Dopo i successi al botteghino conseguiti con “All’inseguimento della pietra verde” e “Ritorno al futuro”, Zemeckis riuscì finalmente a dare alla luce un progetto verso cui mostrò interesse già nel 1982, quando la Walt Disney Pictures acquistò i diritti del romanzo di Gary Wolf “Who censored Roger Rabbit?”. Ma non mancarono i problemi per via di polemiche produttive sugli stanziamenti di budget richiesti, che la Walt Disney Pictures considerò troppo elevati e la portarono successivamente ad abbandonare la produzione del film.
Una travagliata odissea produttiva risolta dall’intervento di Spielberg, uno dei produttori esecutivi, che entusiasta del progetto trovò un accordo con la Touchstone Pictures (nata in quegli anni da una costola della Walt Disney Studios per la creazione di prodotti destinati a un pubblico non interamente infantile) e ottenne i diritti in prestito di alcuni personaggi della Disney, lasciando Zemeckis a dirigere l’orchestra di uno dei suoi lavori più ispirati e iconici, tuttora tra i massimi risultati della sua carriera.

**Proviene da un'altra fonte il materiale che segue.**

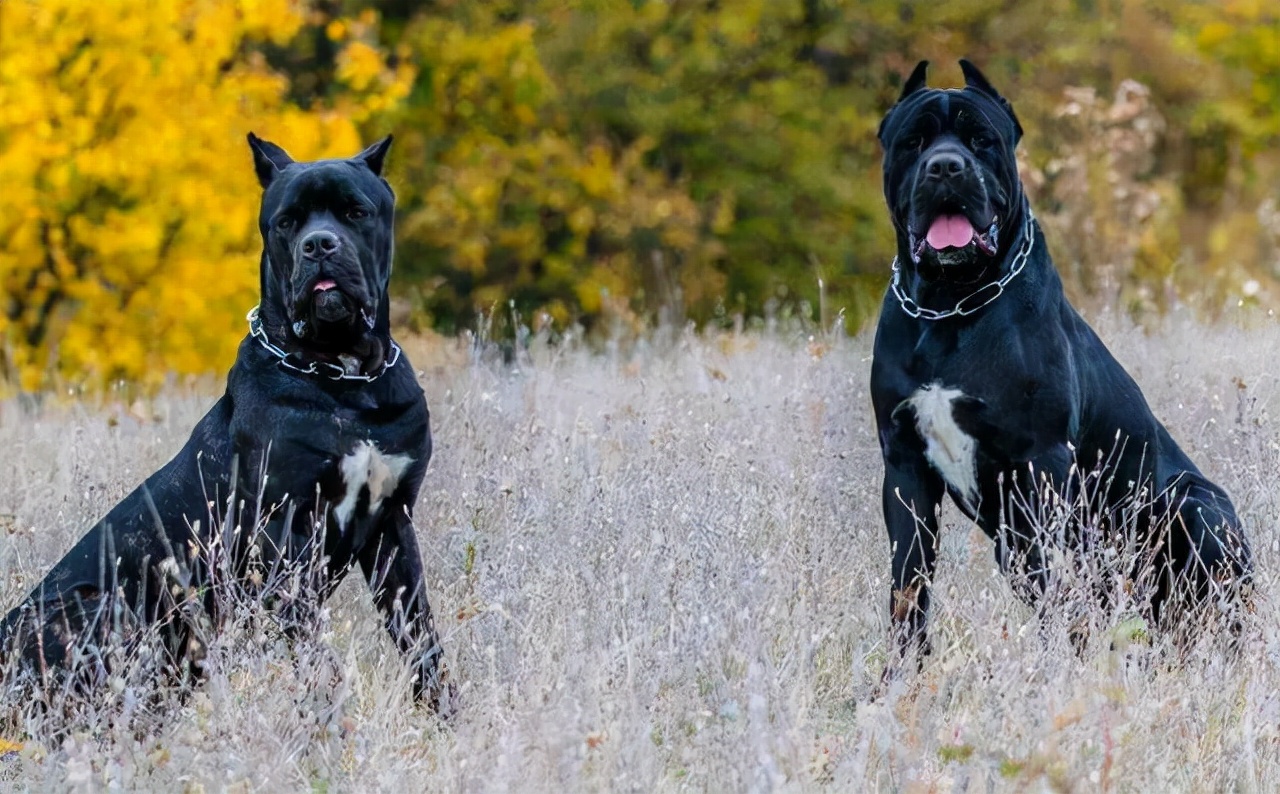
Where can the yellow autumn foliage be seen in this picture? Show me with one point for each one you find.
(128, 201)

Nella Hollywood degli anni ’40 gli esseri umani condividono la propria realtà con i cartoni animati, per buonissima parte fenomeni da baraccone al servizio delle case di produzione. L’esuberante Roger Rabbit, un vip dello star system cartoonesco, è accusato dell’omicidio di un produttore umano per via del rapporto controverso di questi con la sua seducente moglie Jessica. L’investigatore Eddie Valiant (Bob Hoskins) si trova suo malgrado ad indagare sulla vicenda, pur provando sentimenti avversi nei confronti dei cartoon a causa di trascorsi personali.
Zemeckis unisce giallo, noir, commedia e animazione in un prodotto a tecnica mista che ha riletto i codici del cinema d’animazione adattandoli agli stilemi del noir americano classico, coniugando divertimento e cinismo, la parodia spassosa e le atmosfere torbide e scabrose.

Una netta deviazione in termini stilistici dai canoni della Walt Disney Pictures, per via dei suoi contenuti dissacranti e spesso politicamente scorretti: black humour, doppi sensi, delitti spietati e con tanto di femme fatale, di cui Jessica Rabbit è personificazione cartoonesca ma non meno irresistibile e sensuale, e un villain dal volto agghiacciante di Christopher Lloyd, in veste opposta a quella dell’amatissimo Doc della saga di “Ritorno al futuro”.
“Chi ha incastrato Roger Rabbit” si rivelò tutt’altro che un prodotto destinato al consumo esclusivo di un pubblico di bambini, poiché l’opera di Zemeckis, pur nella sua cornice di divertissement, è un sofisticato intreccio di generi e un trait d’union tra il cinema classico e quello moderno, tra il linguaggio consolidato e quello sperimentale, e soprattutto una metafora cinica e satirica del mondo hollywoodiano. Un prodigio tecnico ma anche un brillante lavoro di sceneggiatura ad opera del duo Jeffrey Price e Peter S. Seaman.

Diverse sequenze memorabili come l’ingresso in scena di Jessica Rabbit, la brutale esecuzione del cartoon scarpa e la scioccante rivelazione finale del giudice Morton.
Un’operazione che richiese un lungo tempo di lavoro, soprattutto in periodo di post-produzione nell’inserimento digitale dei vari fotogrammi d’animazione al materiale delle riprese. Ma proprio nella sua meticolosa lavorazione, la fattura del film conserva ancora oggi una qualità visiva non intaccata dal tempo.
Cult inossidabile del cinema americano anni ’80 che consolidò le basi artistiche su cui Zemeckis ha costruito la sua carriera di efficace “cantastorie”. Una carriera costellata di alti e bassi sul piano dei risultati, ma sempre coerente con la propria linea autoriale e sempre disposta ad osare nuove tecniche espressive.